A detector generally meets the linearity condition for only a limited range of the input signal level. There are two effects that define the boundaries of this dynamic range:
- At very low levels of the input signal, the detector’s output is largely dominated by noise. Noise is a random temporal fluctuation of the output signal that occurs even when the input signal is constant. The absolute level and the frequency distribution of these variations depend on the physical properties of the detector and the subsequent electronics. For many detectors, noise is largely independent from the absolute level of the input signal and can be neglected for input signals above a certain minimum level. However, for very low input signals, the output signal is dominated by noise and no longer quantifies the physical quantity to be determined. The lower limit of the measurement range, which is posed by noise, is quantified by the noise equivalent input. The CIE defines the noise equivalent input as the value of the respective physical quantity (radiant power or luminous flux, irradiance or illuminance, …) that produces an output signal equal to the root mean square noise output. Since the shape of the noise signal depends on the temporal resolution that can be achieved of the recording electronics (often characterized by the electronics’ time constant), the noise equivalent input is defined for a specific frequency and bandwidth. Unless otherwise stated, a 1 Hz bandwidth is usually considered. Depending on the detector’s characteristics, its noise level can be reduced by longer detector integration times or by averaging subsequent measurements of the same input signal.

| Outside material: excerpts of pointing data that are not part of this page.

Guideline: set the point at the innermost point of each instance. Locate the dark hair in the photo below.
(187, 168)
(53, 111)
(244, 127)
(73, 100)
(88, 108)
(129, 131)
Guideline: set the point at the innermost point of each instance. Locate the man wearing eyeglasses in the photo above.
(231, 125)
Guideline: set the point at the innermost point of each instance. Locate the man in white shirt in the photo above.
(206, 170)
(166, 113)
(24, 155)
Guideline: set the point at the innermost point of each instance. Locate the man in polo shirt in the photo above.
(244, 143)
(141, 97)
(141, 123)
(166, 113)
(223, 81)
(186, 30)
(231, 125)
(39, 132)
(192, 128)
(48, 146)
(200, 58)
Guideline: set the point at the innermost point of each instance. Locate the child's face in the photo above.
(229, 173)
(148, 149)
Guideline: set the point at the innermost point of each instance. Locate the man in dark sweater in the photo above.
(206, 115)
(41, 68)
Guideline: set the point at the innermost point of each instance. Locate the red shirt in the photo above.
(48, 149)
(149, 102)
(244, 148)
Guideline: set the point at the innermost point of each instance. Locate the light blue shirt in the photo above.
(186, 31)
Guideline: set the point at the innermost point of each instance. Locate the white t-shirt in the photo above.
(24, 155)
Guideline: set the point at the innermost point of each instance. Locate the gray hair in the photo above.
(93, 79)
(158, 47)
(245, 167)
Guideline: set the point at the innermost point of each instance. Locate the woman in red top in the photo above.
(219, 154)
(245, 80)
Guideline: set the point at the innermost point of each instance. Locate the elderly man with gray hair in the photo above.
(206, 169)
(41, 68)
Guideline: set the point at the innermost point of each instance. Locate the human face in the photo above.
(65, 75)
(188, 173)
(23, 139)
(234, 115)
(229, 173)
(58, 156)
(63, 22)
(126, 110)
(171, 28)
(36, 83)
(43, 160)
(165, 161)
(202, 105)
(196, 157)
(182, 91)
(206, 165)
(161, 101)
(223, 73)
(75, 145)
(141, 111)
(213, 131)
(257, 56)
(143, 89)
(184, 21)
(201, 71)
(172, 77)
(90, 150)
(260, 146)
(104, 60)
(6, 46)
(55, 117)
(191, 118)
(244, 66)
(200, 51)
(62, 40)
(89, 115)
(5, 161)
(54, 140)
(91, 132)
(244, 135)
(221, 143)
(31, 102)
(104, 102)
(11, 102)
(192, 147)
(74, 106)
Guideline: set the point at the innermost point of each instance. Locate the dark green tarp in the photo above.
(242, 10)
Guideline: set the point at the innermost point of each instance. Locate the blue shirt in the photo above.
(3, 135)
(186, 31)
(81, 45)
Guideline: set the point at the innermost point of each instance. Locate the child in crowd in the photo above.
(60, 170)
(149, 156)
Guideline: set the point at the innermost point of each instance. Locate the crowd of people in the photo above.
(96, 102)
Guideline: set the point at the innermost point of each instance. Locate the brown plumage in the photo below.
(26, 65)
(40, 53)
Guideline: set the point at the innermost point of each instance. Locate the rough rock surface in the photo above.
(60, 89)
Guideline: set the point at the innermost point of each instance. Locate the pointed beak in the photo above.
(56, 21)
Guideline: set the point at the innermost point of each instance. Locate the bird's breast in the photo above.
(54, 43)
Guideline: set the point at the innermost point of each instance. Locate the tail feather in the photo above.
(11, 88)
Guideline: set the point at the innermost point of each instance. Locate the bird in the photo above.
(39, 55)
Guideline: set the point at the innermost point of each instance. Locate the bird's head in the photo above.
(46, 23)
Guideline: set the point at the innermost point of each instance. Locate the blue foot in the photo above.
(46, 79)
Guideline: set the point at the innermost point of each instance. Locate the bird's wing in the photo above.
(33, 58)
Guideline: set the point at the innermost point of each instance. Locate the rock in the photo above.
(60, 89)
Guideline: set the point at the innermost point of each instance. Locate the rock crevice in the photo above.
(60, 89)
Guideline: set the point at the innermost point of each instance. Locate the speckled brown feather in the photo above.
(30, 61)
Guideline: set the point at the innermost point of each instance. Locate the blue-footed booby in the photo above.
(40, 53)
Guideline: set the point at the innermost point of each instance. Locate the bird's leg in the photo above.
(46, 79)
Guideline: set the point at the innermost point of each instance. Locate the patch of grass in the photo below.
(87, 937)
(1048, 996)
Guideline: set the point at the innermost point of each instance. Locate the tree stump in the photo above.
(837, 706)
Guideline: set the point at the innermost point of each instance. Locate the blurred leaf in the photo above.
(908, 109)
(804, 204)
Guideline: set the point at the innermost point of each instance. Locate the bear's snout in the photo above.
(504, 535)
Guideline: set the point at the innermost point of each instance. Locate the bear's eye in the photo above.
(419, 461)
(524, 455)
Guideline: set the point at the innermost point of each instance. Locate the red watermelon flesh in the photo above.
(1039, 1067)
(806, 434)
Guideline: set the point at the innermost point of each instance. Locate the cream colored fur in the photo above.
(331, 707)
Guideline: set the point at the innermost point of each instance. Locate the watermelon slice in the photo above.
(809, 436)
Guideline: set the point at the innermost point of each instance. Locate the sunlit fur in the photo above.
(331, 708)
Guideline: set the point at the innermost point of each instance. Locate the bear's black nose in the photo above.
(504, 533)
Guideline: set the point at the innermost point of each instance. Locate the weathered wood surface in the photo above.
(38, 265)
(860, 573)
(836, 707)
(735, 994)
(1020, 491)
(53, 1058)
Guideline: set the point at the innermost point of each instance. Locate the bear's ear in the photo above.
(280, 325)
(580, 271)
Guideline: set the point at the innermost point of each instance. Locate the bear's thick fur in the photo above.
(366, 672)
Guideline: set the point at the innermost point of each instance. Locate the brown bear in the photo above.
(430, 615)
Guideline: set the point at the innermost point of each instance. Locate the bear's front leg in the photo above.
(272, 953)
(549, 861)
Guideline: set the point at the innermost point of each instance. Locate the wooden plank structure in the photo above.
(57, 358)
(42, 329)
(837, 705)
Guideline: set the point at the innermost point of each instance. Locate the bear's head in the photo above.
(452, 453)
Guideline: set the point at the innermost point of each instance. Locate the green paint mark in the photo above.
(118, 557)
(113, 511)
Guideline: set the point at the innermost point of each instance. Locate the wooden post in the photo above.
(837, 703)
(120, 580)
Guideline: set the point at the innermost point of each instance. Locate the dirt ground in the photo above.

- At high levels of the input signal, the detector’s output signal no longer increases proportional to its input signal, and the detector therefore does not meet the linearity condition. Instead, physical limits of the light sensitive element and / or the electronics cause saturation of the output signal. This saturation increases disproportionately in relation to the input signal before reaching a constant level. To a certain extent, subsequent correction of the detector’s output signal can account for the effects of saturation and thus extend the detector’s dynamic range. This correction has to be based on a thorough laboratory investigation of the detector’s dynamic behavior and at the same time cause higher measurement uncertainties if the input signal levels are high.
The detector’s dynamic range depends on the type of the photodiode. The dynamic range of the overall measurement system depends on both the detector and electronic meter’s range capabilities. For example, a typical silicon photodiode can measure over 2 mA of current before saturating. However, the upper current measurement range of the meter may be limited to 200 μA.
This range covers extremely low intensity levels, for instance the quantification of erythemally active UV radiation, or very high intensity levels that are used for industrial UV curing processes.